Wood treated with chromated copper arsenate (CCA) is primarily disposed within construction and demolition (C&D) debris landfills, with wood monofills and municipal solid waste (MSW) landfills as alternative disposal options. This study evaluated the extent and speciation of arsenic leaching from landfills containing CCA-treated wood. In control lysimeters where untreated wood was used, dimethylarsinic acid (DMAA) represented the major arsenic species. The dominant arsenic species differed in the lysimeters containing CCA-treated wood, with As(V) greatest in the monofill and C&D lysimeters and As(III) greatest in the MSW lysimeters. In CCA-containing lysimeters, the organoarsenic species monomethylarsonic acid (MMAA) and DMAAwere virtually absent in the monofill lysimeter and observed in the C&D and MSW lysimeters. Overall arsenic leaching rate varied for the wood monofill (0.69% per meter of water added), C&D (0.36% per m), and MSW (0.84% per m) lysimeters. Utilizing these rates with annual disposal data, a mathematical model was developed to quantify arsenic leaching from CCA-treated wood disposed to Florida landfills. Model findings showed between 20 and 50 t of arsenic (depending on lysimeter type) had leached prior to 2000 with an expected increase between 350 and 830 t by 2040. Groundwater analysis from 21 Florida C&D landfills suspected of accepting CCA-treated wood showed that groundwater at 3 landfills was characterized by elevated arsenic concentrations with only 1 showing impacts from the C&D waste. The slow release of arsenic from disposed treated wood may account for the lack of significant impact to groundwater near most C&D facilities at this time. However, greater impacts are anticipated in the future given that the maximum releases of arsenic are expected by the year 2100.

Arsenic speciation of solvent-extracted leachate from new and weathered CCA-treated wood.

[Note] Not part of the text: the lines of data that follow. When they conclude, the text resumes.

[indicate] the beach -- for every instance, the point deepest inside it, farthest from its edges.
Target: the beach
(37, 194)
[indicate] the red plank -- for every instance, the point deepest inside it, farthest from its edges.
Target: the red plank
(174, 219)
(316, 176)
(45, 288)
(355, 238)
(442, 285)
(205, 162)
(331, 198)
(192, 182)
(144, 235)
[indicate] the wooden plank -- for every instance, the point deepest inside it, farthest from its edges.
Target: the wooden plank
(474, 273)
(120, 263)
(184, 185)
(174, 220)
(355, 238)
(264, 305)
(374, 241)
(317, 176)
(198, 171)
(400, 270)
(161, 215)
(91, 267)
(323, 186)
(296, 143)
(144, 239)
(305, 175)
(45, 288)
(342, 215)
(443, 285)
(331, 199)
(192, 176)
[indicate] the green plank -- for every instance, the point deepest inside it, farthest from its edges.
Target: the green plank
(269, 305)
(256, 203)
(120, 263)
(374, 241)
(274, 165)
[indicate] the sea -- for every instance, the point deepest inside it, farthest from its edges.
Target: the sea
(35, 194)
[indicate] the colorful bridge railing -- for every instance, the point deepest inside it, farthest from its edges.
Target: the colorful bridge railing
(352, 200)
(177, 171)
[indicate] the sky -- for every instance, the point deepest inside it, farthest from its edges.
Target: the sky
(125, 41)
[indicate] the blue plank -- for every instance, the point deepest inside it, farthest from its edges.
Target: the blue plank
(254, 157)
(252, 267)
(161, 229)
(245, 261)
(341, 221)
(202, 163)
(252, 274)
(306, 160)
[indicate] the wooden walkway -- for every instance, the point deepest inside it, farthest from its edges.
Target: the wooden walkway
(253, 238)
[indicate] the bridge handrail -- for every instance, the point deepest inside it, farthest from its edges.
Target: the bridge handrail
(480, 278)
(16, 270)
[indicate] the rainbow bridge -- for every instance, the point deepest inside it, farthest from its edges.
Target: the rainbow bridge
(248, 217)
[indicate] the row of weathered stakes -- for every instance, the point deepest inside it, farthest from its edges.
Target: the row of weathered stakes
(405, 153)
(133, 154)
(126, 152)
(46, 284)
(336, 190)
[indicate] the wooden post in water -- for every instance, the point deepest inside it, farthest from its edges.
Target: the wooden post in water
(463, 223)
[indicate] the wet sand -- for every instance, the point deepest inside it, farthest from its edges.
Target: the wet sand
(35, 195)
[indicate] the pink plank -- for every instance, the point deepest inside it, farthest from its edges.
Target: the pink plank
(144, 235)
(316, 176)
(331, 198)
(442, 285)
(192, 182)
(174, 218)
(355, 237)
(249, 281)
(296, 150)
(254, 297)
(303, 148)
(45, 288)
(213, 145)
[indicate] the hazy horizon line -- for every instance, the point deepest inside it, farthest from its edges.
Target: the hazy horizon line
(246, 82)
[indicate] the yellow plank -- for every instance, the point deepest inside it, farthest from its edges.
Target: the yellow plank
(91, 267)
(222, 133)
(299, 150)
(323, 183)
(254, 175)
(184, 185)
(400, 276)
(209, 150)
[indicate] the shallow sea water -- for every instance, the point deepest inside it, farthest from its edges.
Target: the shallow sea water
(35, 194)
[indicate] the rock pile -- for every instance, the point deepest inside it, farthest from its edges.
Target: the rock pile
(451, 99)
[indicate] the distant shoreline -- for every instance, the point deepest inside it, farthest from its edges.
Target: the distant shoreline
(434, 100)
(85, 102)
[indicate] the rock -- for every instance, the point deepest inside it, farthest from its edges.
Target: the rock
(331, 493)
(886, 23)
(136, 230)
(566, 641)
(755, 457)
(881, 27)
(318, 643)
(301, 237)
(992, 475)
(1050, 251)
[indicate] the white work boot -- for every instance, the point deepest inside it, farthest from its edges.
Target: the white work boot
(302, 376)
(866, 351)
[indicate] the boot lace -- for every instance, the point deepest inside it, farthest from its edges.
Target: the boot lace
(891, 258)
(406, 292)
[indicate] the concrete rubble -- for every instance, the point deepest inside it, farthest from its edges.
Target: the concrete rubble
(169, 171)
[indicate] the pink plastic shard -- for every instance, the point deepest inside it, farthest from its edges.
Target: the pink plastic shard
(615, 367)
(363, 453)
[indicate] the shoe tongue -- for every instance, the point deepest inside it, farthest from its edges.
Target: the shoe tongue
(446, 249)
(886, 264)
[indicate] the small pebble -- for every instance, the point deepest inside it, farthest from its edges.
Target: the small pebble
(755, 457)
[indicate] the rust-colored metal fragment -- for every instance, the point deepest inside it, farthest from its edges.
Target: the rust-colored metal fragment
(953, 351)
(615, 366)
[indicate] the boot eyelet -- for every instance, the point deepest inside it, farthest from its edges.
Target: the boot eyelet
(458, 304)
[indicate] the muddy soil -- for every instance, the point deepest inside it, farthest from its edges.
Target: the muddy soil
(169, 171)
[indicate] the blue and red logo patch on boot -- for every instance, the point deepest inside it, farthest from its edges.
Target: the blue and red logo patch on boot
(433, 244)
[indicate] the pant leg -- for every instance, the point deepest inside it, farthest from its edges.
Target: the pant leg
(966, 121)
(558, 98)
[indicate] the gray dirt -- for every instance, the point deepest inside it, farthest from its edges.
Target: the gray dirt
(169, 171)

For the past 60 yr, chromate-copper-arsenate (CCA) has been used to pressure-treat millions of cubic meters of wood in the United States for the construction of many outdoor structures. Leaching of arsenic from these structures is a possible health concern as there exists the potential for soil and groundwater contamination. While previous studies have focused on total arsenic concentrations leaching from CCA-treated wood, information pertaining to the speciation of arsenic leached is limited. Since arsenic toxicity is dependent upon speciation, the objective of this study was to identify and quantify arsenic species leaching from new and weathered CCA-treated wood and CCA-treated wood ash. Solvent-extraction experiments were carried out by subjecting the treated wood and the ash to solvents of varying pH values, solvents defined in the EPA's Synthetic Precipitation Leaching Procedure (SPLP) and Toxicity Characteristic Leaching Procedure (TCLP), rainwater, deionized water, and seawater. The generated leachates were analyzed for inorganic As(III) and As(V) and the organoarsenic species, monomethylarsonic acid (MMAA) and dimethylarsinic acid (DMAA), using high-performance liquid chromatography followed by hydride generation and atomic fluorescence spectrometry (HPLC-HG-AFS). Only the inorganic species were detected in any of the wood leachates; no organoarsenic species were found. Inorganic As(V) was the major detectable species leaching from both new and weathered wood. The weathered wood leached relatively more overall arsenic and was attributed to increased inorganic As(III) leaching. The greater presence of As(III) in the weathered wood samples as compared to the new wood samples may be due to natural chemical and biological transformations during the weathering process. CCA-treated wood ash leached more arsenic than unburned wood using the SPLP and TCLP, and ash samples leached more inorganic As(III) than the unburned counterparts. Increased leaching was due to higher concentrations of arsenic within the ash and to the conversion of some As(V) to As(III) during combustion.